8.4 Other configurations

Same as configuring virtual users For vsftpd (text mode)

8.5 Test

 

        tonybox:~# lftp localhost -u etony,passetony
        lftp etony@localhost:~> ls
        -rw-r--r--    1 1001     1001           22 Aug 17 21:49 msg
        lftp etony@localhost:/>

Note:

Libpam-mysql corresponding to the mysql-server-5.0 cannot implement password encryption because the password () function used does not match the password () used by the server, only the FTP user password can be stored in the database in plain text.

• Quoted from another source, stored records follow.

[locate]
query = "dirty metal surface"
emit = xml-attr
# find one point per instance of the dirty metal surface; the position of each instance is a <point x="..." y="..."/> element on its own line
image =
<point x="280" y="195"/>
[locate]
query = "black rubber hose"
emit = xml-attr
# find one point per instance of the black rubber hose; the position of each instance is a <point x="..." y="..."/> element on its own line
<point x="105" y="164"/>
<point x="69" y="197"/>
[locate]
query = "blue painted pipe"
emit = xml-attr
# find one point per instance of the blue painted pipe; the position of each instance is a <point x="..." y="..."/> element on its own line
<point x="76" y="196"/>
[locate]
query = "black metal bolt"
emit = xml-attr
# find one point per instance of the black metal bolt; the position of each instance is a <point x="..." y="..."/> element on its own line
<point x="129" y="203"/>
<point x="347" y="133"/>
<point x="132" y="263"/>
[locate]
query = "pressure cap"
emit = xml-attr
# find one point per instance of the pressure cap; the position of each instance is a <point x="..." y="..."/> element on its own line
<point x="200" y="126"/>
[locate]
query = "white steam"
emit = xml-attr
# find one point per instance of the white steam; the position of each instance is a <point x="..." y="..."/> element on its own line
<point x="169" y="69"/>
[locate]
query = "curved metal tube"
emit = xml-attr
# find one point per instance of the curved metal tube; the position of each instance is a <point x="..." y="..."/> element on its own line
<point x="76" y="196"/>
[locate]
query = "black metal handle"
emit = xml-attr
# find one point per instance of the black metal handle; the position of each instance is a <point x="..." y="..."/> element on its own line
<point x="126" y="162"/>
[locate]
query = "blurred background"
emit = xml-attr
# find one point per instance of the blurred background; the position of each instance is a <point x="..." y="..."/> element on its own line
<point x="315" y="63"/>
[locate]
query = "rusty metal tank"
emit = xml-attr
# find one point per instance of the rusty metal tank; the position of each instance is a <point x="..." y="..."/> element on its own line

The mysql-server-4.1 and libpam-MySQL (0.5.0-6) can be used in the database to store FTP user passwords encrypted

9. About logs

Libpam-mysql 0.6.2-1 module is still not perfect waiting to be added ......

10. FAQ

Http://www.vsftpdrocks.org/faq/ Chinese version see: http://wolfg.iblog.cn/index.phpp?viewarticle=articleid=50969

 

• Q) Why does symlink not work after chroot_local_user = yes is set?
• A) This is the result of how the security mechanism chroot () works. (Optional) Check hard links or use the "modern" Linux and powerful "Mount -- bind" command.

 

• Q) Help! I got the error message "refusing to run with writable Anonymous root.
• A) vsftpd does not allow "dangerous (Insecure)" configurations. This error message is usually caused by incorrect owner permissions in the home directory of FTP. The owner of the home directory should not be an FTP user, and the FTP user cannot have the write permission. Solution: chown root FTP; chmod-W FTP

 

• Q) Help! "500 Unknown command." is reported for uploading or other "write" commands .".
• A) by default, the "write" command (upload and create a directory) is disabled. this is a safe method. to allow writing a command, you must add the command in the configuration file/etc/vsftpd. add write_enable = yes to Conf.